AUGUSTA, Maine (AP) — Maine residents would again have access to rebates for solar power systems on their homes under a measure endorsed by the state Senate on Thursday, but Republican Gov. Paul LePage continues to fiercely fight any proposal that raises Mainer’s utility bills.
The solar bill, which faces final votes in the House and Senate, seeks to re-establish a rebate program that ended last year and would be paid for by adding roughly 60 cents a year to Mainer’s electric bills. Someone could get about $2,000 toward a roughly $15,000 solar power system through the rebate program, said Dylan Voorhees, clean energy director for the Natural Resources Council of Maine.
Environmental groups are strongly pushing solar power measures this session, which they view as vital to ensuring a strong industry in Maine. But LePage, who says he opposes the idea of picking “winners and losers” in energy, blamed environmentalists Thursday for policies he says hurt the state’s business climate.

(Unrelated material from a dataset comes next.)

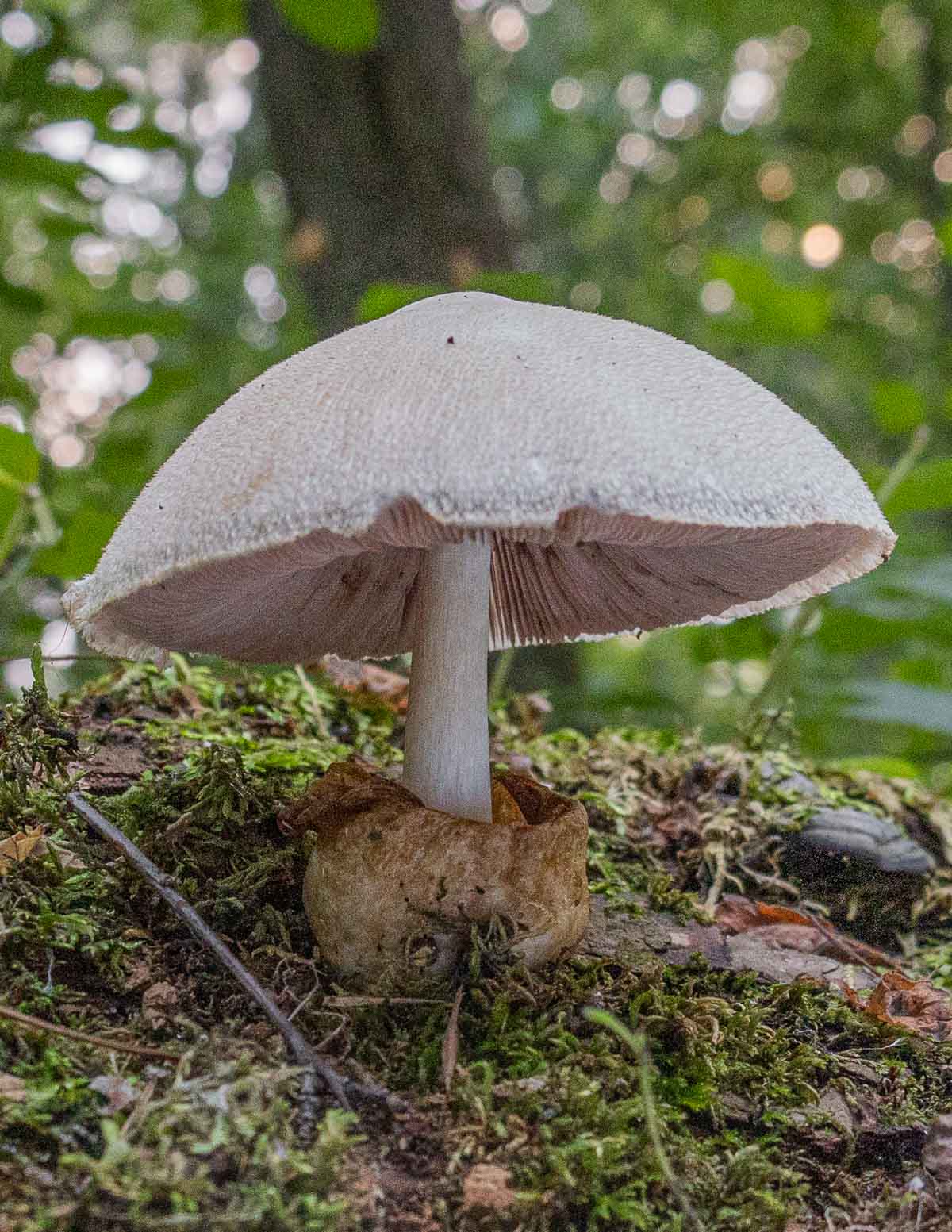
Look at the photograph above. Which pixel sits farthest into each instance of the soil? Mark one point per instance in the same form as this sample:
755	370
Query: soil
742	1042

“I think that we … need to understand that energy costs are our salvation and we ought to be all working in the same direction,” LePage said at the Energy and Technology Council of Maine’s forum.

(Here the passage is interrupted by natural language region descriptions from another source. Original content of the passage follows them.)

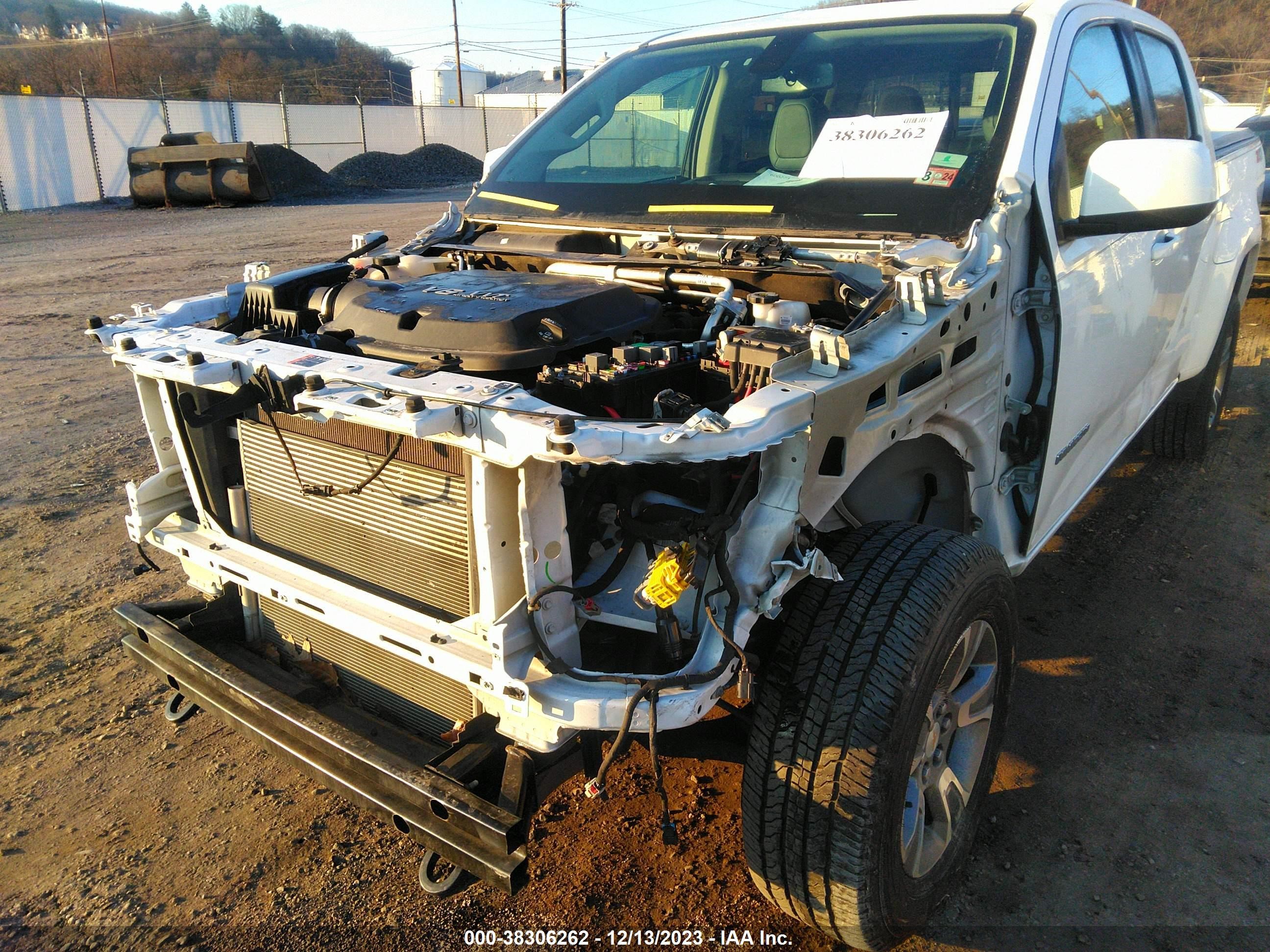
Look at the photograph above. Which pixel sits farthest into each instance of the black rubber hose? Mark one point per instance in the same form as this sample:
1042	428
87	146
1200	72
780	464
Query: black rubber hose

Supporters of the proposal said that the benefits to Maine’s economy and people are clear.
The measure would create jobs and pump $25 million in private investment into the state economy, said Democratic Sen. John Cleveland, of Auburn. In addition, he said the sale of solar equipment would spur half a million in sales tax revenues.
LePage is advocating instead for a proposal to put $1 million a year from timber revenue into a fund for residents who invest in modern heating equipment, like heat pumps and new insulation systems. He’s also pushing for New England to expand its natural gas pipeline capacity to lower costs.
LePage has said he can support any form of energy — including wind and solar — if it reduces costs for Mainers. But he said asking people in Maine, who already have some of the highest energy costs in the county, to foot the bill for research and development projects in renewable energy is “appalling.”
But Voorhees said LePage’s criticism of solar power is misguided and said it can actually help the state’s electricity rates by lessening the costly load on the grid in the summer. Meanwhile, if the state doesn’t restart its rebate program, it would the only New England state without a solar energy policy, according to NRCM.
“I think we’ve made a lot of progress on some good energy policies in the state the last year,” Voorhees said. “The priority this year is to make some progress on solar because it’s an opportunity that’s growing and Maine is at risk of falling behind.”